This pipeline calculates allele accumulation curves at two hierarchical levels:
- Species level – using all ingroup individuals
- Population level – for populations with sufficient sampling (≥5 individuals)
From these curves, several statistics are extracted that provide quantitative indicators of NFDS versus drift. In addition, the pipeline estimates the total number of SRK alleles in the species using three complementary richness estimators applied to the species-level data. This estimated total serves as a baseline for evaluating how far each population is from a balanced NFDS equilibrium.
Pipeline Steps
Data Integration
Two input datasets are combined:
- SRK genotype matrix
- Sampling metadata
The genotype table contains allele copy counts for each individual (the same count matrix produced in Step 11), while the metadata provides population assignments and ingroup/outgroup classification. Allele presence for accumulation purposes is determined by count > 0, so the count values do not affect which alleles are considered discovered.
geno <- read.table(
"SRK_individual_allele_genotypes.tsv",
header = TRUE,
sep = "\t",
check.names = FALSE,
stringsAsFactors = FALSE
)
sample_info <- read.csv(
"sampling_metadata.csv",
stringsAsFactors = FALSE
)
Ingroup Filtering and Individual Matching
Outgroup samples are excluded to focus the analysis on the focal species.
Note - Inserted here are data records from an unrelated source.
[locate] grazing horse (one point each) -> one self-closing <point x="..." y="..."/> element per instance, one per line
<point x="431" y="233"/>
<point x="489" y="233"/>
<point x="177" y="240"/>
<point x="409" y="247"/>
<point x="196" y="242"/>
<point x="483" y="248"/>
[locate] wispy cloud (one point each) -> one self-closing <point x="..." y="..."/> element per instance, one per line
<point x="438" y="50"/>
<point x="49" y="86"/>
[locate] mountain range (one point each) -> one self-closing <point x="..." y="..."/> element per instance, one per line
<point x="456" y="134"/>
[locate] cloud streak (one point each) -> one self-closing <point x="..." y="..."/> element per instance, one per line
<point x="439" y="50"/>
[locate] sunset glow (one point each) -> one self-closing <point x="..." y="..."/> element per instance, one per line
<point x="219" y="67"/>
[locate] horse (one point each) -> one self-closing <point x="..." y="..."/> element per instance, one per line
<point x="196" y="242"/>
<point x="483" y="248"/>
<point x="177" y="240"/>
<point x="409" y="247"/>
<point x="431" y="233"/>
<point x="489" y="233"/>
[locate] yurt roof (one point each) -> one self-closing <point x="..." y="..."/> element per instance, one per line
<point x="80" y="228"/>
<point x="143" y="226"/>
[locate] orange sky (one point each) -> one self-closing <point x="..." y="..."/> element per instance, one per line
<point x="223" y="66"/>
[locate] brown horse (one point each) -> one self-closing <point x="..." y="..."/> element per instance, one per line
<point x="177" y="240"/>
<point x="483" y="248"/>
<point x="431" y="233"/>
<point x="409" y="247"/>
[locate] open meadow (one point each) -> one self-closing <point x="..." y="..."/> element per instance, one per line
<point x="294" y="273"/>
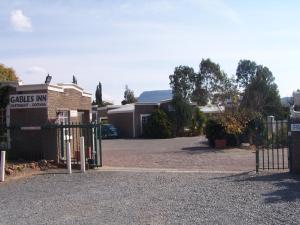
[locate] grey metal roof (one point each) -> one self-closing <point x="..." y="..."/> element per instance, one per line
<point x="155" y="96"/>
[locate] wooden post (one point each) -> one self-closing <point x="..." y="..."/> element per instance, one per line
<point x="82" y="155"/>
<point x="2" y="172"/>
<point x="69" y="165"/>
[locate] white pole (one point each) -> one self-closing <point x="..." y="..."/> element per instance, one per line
<point x="2" y="172"/>
<point x="69" y="166"/>
<point x="98" y="152"/>
<point x="82" y="155"/>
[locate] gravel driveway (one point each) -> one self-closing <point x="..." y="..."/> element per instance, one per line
<point x="99" y="197"/>
<point x="177" y="153"/>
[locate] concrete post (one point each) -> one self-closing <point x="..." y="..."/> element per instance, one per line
<point x="294" y="147"/>
<point x="69" y="165"/>
<point x="2" y="172"/>
<point x="82" y="155"/>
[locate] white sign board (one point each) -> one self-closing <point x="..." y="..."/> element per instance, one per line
<point x="73" y="113"/>
<point x="24" y="101"/>
<point x="295" y="127"/>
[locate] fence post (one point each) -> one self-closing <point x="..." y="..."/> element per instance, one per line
<point x="2" y="172"/>
<point x="69" y="166"/>
<point x="257" y="159"/>
<point x="82" y="155"/>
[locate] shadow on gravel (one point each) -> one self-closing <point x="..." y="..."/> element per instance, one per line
<point x="198" y="149"/>
<point x="286" y="185"/>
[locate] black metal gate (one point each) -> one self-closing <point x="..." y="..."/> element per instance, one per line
<point x="50" y="141"/>
<point x="273" y="145"/>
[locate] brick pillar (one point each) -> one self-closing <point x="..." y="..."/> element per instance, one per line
<point x="295" y="147"/>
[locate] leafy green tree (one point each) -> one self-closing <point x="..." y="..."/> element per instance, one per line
<point x="128" y="96"/>
<point x="7" y="74"/>
<point x="98" y="95"/>
<point x="199" y="120"/>
<point x="261" y="92"/>
<point x="182" y="114"/>
<point x="245" y="71"/>
<point x="210" y="84"/>
<point x="158" y="125"/>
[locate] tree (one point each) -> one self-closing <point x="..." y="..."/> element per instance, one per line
<point x="98" y="95"/>
<point x="128" y="96"/>
<point x="260" y="90"/>
<point x="245" y="71"/>
<point x="7" y="74"/>
<point x="158" y="125"/>
<point x="181" y="81"/>
<point x="182" y="114"/>
<point x="198" y="121"/>
<point x="210" y="84"/>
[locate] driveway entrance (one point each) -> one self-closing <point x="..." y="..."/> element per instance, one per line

Individuals in the genotype matrix are then matched to metadata entries using the SampleID field, ensuring consistent population assignment.
sample_info <- sample_info[sample_info$Ingroup == 1, ]
geno <- geno[geno$Individual %in% sample_info$SampleID, ]
geno$Population <- sample_info$Pop[match(geno$Individual, sample_info$SampleID)]
This step ensures:
- Accurate population assignments
- Removal of external species
- Consistency between genotype and metadata datasets
Genotype Matrix Construction
Allele count columns begin at column 2 of the genotype table. These columns are extracted to construct the allele matrix used for accumulation analyses.
allele_start_col <- 2
allele_end_col <- ncol(geno) - 1
allele_matrix <- as.matrix(geno[, allele_start_col:allele_end_col])
allele_matrix <- apply(allele_matrix, 2, as.numeric)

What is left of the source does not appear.